Extended Data Fig. 2: Cryo-EM reconstruction of ts2-active SERT–15B8 Fab–8B6 scFv–paroxetine complex.

a, Workflow of cryo-EM data processing of the ts2-inactive SERT–15B8 Fab–8B6 scFv complex with paroxetine in the outward-open conformation. After particle picking, particles were sorted using 2D classification. 3D ab initio reconstructions were performed after 2D classification using cryoSPARC. One out of two predominant classes (boxed) exhibited a subset of homogeneous particles that were used for further processing and global alignment in cryoSPARC. The other class, upon refinement, yielded only a nanometre-resolution map. Local refinement using cisTEM improved the resolution of class 1 (boxed) upon masking of the Fab constant domain and micelle (mask is shown overlaid in blue on top of the reconstruction). The final reconstructed volume was sharpened using PHENIX. b, Representative cryo-EM micrograph. Individual single particles are circled in white.
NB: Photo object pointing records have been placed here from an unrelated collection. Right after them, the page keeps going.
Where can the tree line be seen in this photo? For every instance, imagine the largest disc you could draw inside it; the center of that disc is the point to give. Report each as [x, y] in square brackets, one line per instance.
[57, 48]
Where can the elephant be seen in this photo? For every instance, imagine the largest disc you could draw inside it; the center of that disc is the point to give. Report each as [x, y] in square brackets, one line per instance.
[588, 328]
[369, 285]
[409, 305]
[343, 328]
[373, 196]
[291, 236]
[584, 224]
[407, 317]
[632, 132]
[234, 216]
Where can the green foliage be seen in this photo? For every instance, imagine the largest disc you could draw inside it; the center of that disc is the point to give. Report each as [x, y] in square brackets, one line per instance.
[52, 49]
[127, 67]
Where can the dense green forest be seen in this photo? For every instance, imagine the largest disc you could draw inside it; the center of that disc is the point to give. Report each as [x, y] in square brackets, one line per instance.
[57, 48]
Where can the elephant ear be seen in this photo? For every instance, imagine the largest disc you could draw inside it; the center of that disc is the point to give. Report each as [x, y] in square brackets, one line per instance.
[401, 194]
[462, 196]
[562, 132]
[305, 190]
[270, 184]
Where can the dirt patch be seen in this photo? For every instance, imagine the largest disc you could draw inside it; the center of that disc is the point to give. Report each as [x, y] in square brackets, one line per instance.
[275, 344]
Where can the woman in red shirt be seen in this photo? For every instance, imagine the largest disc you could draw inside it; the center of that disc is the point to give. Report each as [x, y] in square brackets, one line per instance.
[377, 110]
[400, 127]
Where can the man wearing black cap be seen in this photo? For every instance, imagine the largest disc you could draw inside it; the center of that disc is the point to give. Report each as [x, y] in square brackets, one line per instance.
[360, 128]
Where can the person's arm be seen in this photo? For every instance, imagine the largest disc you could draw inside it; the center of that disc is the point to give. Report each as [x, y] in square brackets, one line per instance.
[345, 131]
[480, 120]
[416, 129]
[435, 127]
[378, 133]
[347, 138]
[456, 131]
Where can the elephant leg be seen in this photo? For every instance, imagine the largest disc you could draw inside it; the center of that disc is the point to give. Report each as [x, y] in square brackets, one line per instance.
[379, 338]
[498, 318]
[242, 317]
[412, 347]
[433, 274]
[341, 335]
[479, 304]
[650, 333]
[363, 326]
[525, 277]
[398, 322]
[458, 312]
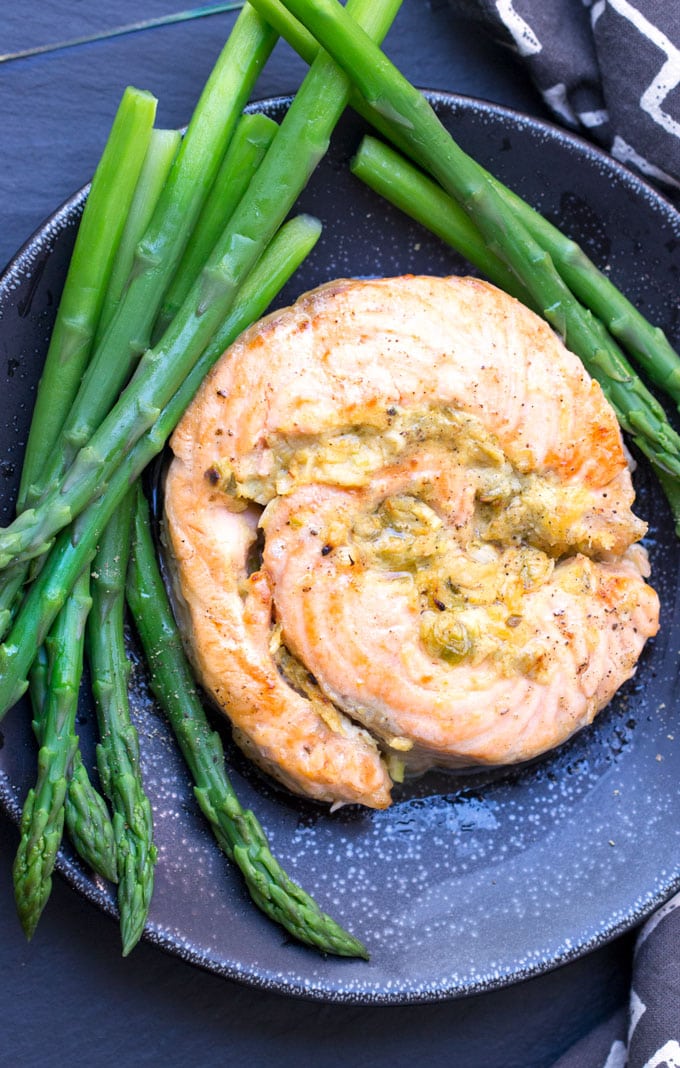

Scale bar, 50 nm. c, 2D class averages after three rounds of classification. d, The angular distribution of particles used in the final reconstruction. e, Cryo-EM density map coloured by local resolution estimation. f, FSC curves for cross-validation, the final map (blue), masked SERT–Fab complex (red), and a mask that isolated SERT (black). The low-resolution limit cut-off for refinement was 7.5 Å. g, FSC curves for model versus half map 1 (working, red), half map 2 (free, black) and model versus final map (blue). h, Cryo-EM density segments of TM1 to TM12. i, A spherical mask placed over SERT was used for focused 3D classification with 3 classes. Comparison of the classes did not reveal any substantial differences. The antibodies were removed for clarity. The number of particles belonging to each class average is: class 1, purple (11.9%, 25,530 particles); class 2, yellow (54.9%, 117,781 particles); class 3, cyan (33.2%, 71,226 particles).